Berbeda dengan kelas akselerasi, siswa pada kelas reguler umumnya tidak hanya memikirkan tugas- tugas sekolahnya saja tetapi masalah konflik dengan teman, cita-cita hidupnya, prestasinya,dll. Kondisi ini juga dialami oleh beberapa siswa reguler di SMAN 3 Malang. Mereka dituntut untuk dapat mempertahankan prestasi dengan baik. Dan ini berdampak pada diri secara psikologis, “ya, saya terkadang kesulitan waktu
menangkap pelajaran
mbak karena
pelajaran disini kata pengantarnya pake B.inggris semua pake RSBI (Standart Internasional) jadi kadang gak tahu artinya tanya teman kalau tahu ya dijawab sendiri. Kadang ya,kebingungan sampek saya cerita ke orang tua kesulitan sendiri, bingung. Anak- anak ya ada yang kesulitan beradaptasi juga kayak aku mbak. ya sempat stres juga awalnya. Kalau ada hari libur atau jam kosong gtu biasanya ya anak- anak teriak- teriak dikelas gtu, mbak. Guyon- guyon, ya.....dorong- dorongan juga mbak” (Wawancara penelitian dengan ketua kelas X-7 Program Reguler pukul 09.45 dan pukul 12.11 diruang BK SMA 3 Malang) Berdasarkan hasil wawancara ini peneliti menemukan bahwa adanya beban secara psikologis yang dialami siswa reguler karena ia banyak tuntutan dan merasa kesulitan didalam beradaptasi dengan sekolah.
Adanya beban didalam kelas dan sekolah membuat mereka akan kesulitan secara sosial didalam menyesuaikan diri dengan lingkungan. Adanya perbedaan didalam mengurangi rasa bosan, cara bergaul dengan anak yang lebih tua, konsep diri, gaya belajar, kreatifitas antara anak reguler dan akselerasi sangatlah
berbeda.
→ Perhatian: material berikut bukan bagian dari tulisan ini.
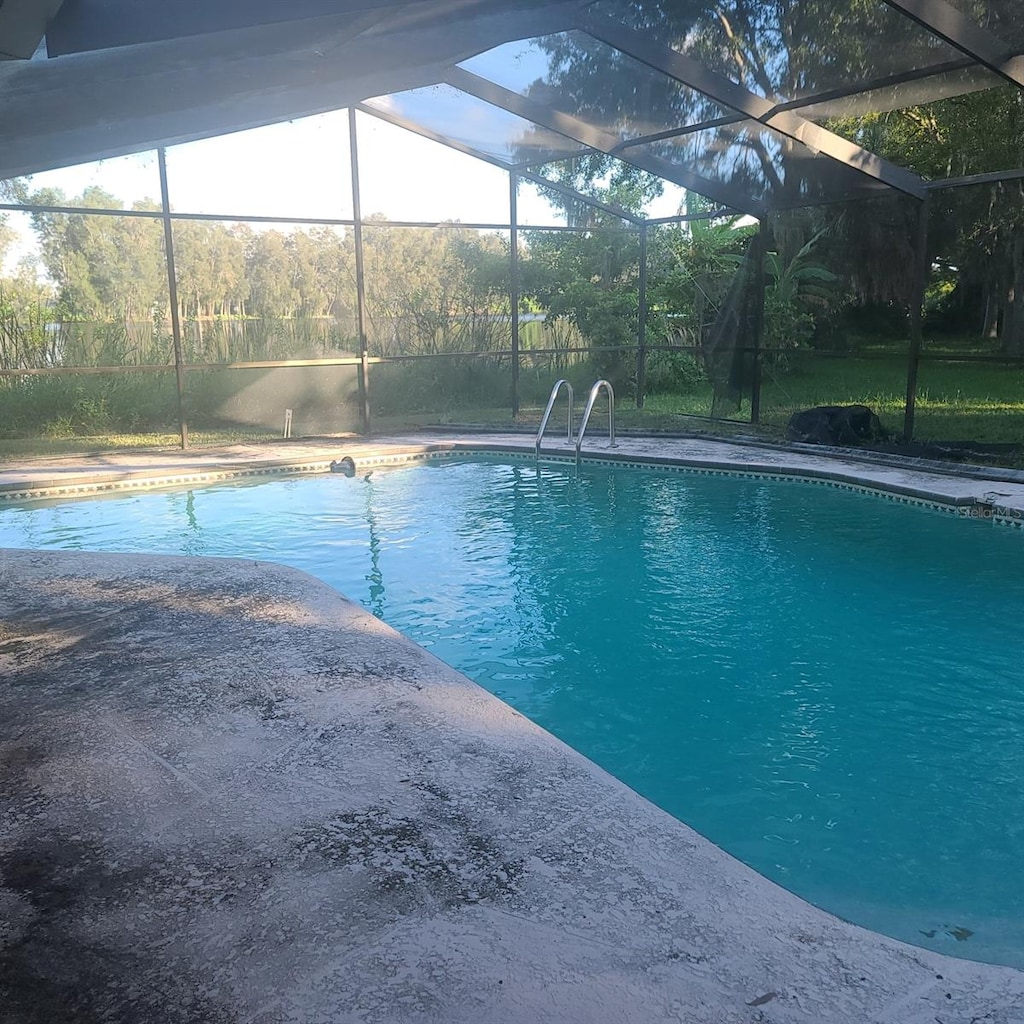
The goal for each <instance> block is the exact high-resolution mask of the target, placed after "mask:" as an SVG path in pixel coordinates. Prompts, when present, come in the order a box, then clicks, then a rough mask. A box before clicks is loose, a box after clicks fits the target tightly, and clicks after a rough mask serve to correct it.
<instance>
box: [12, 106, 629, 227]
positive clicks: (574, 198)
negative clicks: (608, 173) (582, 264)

Dan ini akan membuat kecenderungan untuk memenuhi kebutuhan dan tugasnya sesuai dalam bidang kemampuannya. Padahal faktor penentu seseorang itu sukses bukan dari kebahagiaan IQ saja. Tetapi ia dapat menyeimbangkan antara perasaan emosi yang positif dan negatif didalam kehidupannya. Berdasarkan uraian diatas, peneliti melihat bahwa Regulasi Emosi dan Happiness sangatlah besar pengaruhnya bagi remaja. Oleh karena itu, peneliti ingin mengadakan penelitian tentang “Regulasi Emosi dan Happiness Pada Siswa Kelas X Program Reguler dan Akselerasi SMA Negeri 3 Malang”.
B. Rumusan Masalah Berdasarkan latar belakang penelitian yang dikemukakan diatas, maka dapat diambil beberapa masalah dalam penelitian ini sebagai berikut : 1. Bagaimanakah tingkat regulasi emosi siswa kelas X program reguler ? 2. Bagaimanakah tingkat regulasi emosi siswa kelas X program akselerasi ? 3. Bagaimanakah tingkat happiness siswa kelas X program reguler ? 4. Bagaimanakah tingkat happiness siswa kelas X program akselerasi ? 5. Adakah perbedaan tingkat regulasi emosi dan happiness pada siswa kelas X program reguler dan akselerasi ? 6. Adakah hubungan antara regulasi emosi dan happiness pada siswa kelas X program reguler dan akselerasi ?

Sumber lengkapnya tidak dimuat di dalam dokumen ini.